I have found much help for my prayer life in two sources: Calvin’s Institutes, Book 3, Chapter 20; and, in the biographies of George Muller (George Muller of Bristol, by A. T. Pierson [Revell]; George Muller: Delighted in God, by Roger Steer [Shaw]; and Answers to Prayer, by George Muller [Moody Press]).

Six Reasons for Prayer (from Calvin’s Institutes, Book 3, Chapter 20, Section 3):

First, that our hearts may be fired with a zealous and burning desire ever to seek, love, and serve him, while we become accustomed in every need to flee to him as to a sacred anchor.

Second, that there may enter our hearts no desire and no wish at all of which we should be ashamed to make him a witness, while we learn to set all our wishes before his eyes, and even to pour out our whole hearts.

Third, that we be prepared to receive his benefits with true gratitude of heart and thanksgiving, benefits that our prayer reminds us come from his hand [cf. Ps. 145:15-16].

Fourth, moreover, that, having obtained what we were seeking, and being convinced that he has answered our prayers, we should be led to meditate upon his kindness more ardently.

Fifth, that at the same time we embrace with greater delight those things which we acknowledge to have been obtained by our prayers.

Sixth, that use and experience may, according to the measure of our feebleness, confirm his providence, while we understand not only that he promises never to fail us, and of his own will opens the way to call upon him at the very point of necessity, but also that he ever extends his hand to help his own, not wet-nursing them with words but defending them with present help.

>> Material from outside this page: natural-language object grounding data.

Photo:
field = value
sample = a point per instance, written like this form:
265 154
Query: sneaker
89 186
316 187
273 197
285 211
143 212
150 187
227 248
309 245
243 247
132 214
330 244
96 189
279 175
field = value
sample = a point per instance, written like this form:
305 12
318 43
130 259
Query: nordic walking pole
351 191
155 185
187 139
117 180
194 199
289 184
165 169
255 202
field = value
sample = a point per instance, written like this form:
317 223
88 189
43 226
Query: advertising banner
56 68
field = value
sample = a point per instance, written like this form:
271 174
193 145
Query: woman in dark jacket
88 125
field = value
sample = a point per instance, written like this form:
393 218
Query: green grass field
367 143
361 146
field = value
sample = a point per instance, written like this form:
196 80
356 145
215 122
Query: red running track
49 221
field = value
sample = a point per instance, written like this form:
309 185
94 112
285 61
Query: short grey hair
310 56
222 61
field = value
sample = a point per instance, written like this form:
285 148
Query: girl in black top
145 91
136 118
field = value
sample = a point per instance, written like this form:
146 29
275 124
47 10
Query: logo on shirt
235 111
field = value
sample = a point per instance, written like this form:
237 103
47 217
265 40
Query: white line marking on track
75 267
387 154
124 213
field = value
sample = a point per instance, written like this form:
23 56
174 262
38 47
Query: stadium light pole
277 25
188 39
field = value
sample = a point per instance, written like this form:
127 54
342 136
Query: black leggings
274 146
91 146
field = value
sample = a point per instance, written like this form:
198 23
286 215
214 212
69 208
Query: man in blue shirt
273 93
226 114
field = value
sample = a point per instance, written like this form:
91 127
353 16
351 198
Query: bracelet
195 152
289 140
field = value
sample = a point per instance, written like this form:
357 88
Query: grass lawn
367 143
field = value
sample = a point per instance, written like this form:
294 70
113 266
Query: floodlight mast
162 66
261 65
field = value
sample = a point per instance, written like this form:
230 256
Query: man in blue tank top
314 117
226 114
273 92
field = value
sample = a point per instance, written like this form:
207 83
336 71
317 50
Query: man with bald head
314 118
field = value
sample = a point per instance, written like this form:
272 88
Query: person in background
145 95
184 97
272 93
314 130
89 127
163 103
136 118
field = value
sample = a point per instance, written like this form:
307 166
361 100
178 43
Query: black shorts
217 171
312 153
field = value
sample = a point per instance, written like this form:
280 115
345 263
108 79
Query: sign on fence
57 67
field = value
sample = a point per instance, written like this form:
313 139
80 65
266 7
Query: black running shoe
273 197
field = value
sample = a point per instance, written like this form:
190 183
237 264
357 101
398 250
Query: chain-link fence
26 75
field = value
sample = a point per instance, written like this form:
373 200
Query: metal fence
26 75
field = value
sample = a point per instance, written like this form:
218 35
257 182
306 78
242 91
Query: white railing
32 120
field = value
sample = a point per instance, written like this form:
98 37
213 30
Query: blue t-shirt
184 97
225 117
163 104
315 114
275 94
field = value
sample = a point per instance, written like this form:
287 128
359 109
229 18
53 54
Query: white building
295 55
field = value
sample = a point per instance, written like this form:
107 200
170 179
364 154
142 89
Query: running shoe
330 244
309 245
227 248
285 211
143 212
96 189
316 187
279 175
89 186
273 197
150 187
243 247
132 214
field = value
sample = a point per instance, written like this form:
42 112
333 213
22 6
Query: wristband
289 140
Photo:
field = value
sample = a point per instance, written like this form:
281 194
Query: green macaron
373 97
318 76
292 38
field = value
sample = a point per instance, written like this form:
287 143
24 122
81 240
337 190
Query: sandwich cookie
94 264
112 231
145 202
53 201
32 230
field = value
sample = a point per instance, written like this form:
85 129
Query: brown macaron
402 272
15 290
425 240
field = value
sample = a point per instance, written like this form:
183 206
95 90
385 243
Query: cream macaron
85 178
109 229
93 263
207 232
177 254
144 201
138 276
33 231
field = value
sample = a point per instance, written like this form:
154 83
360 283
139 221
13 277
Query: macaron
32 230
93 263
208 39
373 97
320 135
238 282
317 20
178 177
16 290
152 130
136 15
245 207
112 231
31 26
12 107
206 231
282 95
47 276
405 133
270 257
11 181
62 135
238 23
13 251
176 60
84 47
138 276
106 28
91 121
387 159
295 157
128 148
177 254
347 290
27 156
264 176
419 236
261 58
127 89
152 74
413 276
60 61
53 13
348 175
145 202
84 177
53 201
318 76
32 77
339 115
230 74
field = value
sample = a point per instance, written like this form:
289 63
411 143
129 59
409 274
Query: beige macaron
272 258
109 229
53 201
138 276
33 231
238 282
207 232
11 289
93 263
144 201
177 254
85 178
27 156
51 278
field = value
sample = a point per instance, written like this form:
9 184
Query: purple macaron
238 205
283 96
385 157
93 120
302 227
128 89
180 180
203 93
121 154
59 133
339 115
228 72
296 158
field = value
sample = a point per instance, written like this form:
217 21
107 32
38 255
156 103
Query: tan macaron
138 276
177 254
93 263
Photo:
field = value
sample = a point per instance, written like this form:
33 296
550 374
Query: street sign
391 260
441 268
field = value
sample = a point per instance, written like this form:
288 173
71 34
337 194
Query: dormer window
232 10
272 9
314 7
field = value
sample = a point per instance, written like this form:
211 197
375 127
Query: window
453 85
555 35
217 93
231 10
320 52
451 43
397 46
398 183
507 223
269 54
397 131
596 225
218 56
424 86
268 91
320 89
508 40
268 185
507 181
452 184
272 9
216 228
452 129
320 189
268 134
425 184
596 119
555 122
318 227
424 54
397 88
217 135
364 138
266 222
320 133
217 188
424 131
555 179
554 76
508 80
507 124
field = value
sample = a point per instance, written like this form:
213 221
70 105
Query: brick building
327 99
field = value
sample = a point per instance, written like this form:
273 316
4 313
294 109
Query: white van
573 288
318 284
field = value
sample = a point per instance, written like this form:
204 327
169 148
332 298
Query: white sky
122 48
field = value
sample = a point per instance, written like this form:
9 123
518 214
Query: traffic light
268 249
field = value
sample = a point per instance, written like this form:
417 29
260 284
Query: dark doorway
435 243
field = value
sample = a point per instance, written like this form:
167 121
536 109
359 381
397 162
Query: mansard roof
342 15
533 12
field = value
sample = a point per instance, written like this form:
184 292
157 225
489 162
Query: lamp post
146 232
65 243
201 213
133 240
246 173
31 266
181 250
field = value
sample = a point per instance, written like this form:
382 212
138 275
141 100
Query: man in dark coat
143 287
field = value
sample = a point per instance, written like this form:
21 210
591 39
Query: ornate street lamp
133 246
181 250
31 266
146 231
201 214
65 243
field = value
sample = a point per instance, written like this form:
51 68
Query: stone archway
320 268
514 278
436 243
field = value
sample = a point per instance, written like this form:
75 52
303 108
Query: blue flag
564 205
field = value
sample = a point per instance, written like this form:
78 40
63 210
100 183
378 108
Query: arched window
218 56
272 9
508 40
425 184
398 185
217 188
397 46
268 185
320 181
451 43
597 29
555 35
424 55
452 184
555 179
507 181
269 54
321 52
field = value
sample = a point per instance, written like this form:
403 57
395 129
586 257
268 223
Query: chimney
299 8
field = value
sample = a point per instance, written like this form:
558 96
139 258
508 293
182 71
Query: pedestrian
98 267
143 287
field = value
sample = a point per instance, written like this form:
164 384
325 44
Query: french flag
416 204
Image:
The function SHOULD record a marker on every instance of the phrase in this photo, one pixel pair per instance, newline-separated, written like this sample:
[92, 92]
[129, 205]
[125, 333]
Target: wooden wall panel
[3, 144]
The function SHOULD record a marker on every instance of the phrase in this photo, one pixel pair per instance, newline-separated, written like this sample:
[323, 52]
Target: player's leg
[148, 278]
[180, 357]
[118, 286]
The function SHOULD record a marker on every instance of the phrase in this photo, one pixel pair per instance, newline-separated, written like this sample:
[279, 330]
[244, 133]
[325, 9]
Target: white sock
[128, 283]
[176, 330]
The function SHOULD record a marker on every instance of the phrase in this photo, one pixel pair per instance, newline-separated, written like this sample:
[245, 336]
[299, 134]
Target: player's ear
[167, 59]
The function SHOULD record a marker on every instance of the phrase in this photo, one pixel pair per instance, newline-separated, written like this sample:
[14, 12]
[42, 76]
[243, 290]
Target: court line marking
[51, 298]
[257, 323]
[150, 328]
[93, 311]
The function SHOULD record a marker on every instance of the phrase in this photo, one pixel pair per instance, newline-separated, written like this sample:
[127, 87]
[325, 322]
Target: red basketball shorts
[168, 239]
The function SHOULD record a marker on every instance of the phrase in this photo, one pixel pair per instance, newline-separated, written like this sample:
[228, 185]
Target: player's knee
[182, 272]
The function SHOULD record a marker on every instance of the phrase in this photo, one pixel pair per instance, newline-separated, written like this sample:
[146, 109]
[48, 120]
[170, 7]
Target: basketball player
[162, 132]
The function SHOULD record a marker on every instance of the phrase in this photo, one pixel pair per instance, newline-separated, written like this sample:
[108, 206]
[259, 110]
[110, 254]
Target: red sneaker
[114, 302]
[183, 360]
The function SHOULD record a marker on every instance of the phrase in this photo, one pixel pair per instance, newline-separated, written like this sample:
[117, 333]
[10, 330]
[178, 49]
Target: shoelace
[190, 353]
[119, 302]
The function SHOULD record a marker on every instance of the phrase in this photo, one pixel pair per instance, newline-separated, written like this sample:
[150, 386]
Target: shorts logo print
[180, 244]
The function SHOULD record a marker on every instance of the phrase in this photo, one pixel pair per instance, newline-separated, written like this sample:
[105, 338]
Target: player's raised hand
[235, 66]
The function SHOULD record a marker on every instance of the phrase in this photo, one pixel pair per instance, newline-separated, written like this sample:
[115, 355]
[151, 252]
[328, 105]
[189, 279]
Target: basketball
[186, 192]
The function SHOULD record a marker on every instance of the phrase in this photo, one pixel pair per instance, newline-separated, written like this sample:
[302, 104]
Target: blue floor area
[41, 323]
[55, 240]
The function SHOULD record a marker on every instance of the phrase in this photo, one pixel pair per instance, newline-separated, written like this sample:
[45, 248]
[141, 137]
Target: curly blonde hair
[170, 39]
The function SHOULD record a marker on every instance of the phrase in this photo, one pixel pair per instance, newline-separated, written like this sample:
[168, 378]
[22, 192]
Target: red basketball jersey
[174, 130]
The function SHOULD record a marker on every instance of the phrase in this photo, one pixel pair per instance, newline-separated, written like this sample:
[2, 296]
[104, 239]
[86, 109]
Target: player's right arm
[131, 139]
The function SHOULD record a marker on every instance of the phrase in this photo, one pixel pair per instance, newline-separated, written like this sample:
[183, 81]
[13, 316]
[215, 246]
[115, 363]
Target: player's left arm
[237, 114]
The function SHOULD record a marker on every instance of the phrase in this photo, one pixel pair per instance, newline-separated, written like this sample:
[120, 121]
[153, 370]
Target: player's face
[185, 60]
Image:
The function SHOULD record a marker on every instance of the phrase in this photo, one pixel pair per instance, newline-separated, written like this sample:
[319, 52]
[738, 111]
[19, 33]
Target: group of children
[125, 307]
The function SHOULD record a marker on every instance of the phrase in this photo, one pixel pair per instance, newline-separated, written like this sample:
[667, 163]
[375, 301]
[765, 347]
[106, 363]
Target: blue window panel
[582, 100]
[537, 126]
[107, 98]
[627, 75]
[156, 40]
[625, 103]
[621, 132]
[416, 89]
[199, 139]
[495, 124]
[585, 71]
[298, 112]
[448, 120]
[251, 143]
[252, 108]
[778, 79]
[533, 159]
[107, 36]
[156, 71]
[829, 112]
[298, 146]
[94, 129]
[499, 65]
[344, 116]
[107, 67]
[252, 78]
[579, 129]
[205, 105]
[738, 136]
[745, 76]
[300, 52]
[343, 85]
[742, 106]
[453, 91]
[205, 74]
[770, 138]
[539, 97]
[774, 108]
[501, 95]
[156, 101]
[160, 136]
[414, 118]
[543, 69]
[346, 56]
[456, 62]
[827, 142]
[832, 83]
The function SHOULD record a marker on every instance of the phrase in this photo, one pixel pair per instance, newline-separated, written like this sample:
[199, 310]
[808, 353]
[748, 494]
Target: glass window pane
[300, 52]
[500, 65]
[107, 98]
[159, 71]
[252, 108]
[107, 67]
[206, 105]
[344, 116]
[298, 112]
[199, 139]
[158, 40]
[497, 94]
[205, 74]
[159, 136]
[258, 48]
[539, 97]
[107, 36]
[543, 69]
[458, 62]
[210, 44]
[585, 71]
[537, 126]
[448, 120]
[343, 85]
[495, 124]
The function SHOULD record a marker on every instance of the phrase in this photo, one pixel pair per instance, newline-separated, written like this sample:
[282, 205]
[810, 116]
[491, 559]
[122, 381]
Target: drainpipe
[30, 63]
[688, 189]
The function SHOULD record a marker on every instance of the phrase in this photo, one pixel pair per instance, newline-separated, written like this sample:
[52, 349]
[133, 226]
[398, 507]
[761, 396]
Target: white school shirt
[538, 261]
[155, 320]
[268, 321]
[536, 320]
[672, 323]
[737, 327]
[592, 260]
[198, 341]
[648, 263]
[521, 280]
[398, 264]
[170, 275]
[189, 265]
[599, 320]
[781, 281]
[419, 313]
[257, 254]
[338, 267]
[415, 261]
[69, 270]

Rules of right Prayer (from Calvin’s Institutes, Book 3, Chapter 20, Sections 4-16):

  1. That we be disposed in mind and heart as befits those who enter conversation with God.
  2. That in our petitions we ever sense our own insufficiency, and earnestly pondering how we need all that we seek, join with this prayer an earnest—nay, burning—desire to attain it.
  3. That anyone who stands before God to pray, in his humility giving glory completely to God, abandon all thought of his own glory, cast off all notion of his own worth, in fine, put away all self-assurance—lest if we claim for ourselves anything, even the least bit, we should become vainly puffed up, and perish at his presence.
  4. That, thus cast down and overcome by true humility, we should be nonetheless encouraged to pray by a sure hope that our prayer will be answered.

Conditions of Prayer (from George Muller of Bristol, by A. T. Pierson, combined from pp. 170, 455, 456):

  1. Ask only for that which it would be for the glory of God to give us.
  2. Ask in dependence on the name of the Lord Jesus, that is, expect it only on the ground of His merits and worthiness.
  3. Separation from all known sin.
  4. Believe that God is able and willing to give us what we ask Him for.
  5. Continue in prayer, expecting God to answer, until the blessing comes.